The authors also found that complete sentences in language models appear to be important for performance.
“Does Meaningful Story Structure Matter?” They ask before concluding: “Designing coherent and grammatically correct semantic stories from business process logs is a key step in the SNAP algorithm.”
Also: Five ways to use AI responsibly
They compare GPT-3 and other model stories with a different approach where they combine the same information into a single, long text string.

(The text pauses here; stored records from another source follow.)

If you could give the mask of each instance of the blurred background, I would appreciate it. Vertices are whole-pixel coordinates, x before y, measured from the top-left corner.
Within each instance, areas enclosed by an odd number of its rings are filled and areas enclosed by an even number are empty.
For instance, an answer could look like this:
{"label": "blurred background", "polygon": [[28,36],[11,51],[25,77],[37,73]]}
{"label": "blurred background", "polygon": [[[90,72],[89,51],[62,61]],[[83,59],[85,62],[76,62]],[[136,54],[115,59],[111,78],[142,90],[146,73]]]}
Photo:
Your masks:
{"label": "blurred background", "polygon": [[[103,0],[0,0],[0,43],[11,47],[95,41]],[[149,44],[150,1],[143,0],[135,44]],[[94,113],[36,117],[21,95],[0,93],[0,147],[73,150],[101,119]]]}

They find the former approach, which uses complete, grammatical sentences, has much higher accuracy than a mere string of features.
The authors conclude that generative AI is useful for helping to mine all the data about processes that traditional AI cannot capture: “It is particularly useful where the categorical feature space is large, such as user pronunciation and other free-text features.”
On the other hand, SNAP’s advantages are reduced when it uses data sets that do not contain much semantic information — in other words, written descriptions.
“A central finding of this work is that the performance of SNAP increases with the amount of semantic information in the dataset,” they write.
Importantly for the SNAP approach, the authors suggest that it is possible that data sets will be increasingly enhanced by new technologies, such as robotic process automation, “where user and system utterances often contain rich semantic information that can be used to improve the accuracy of predictions.”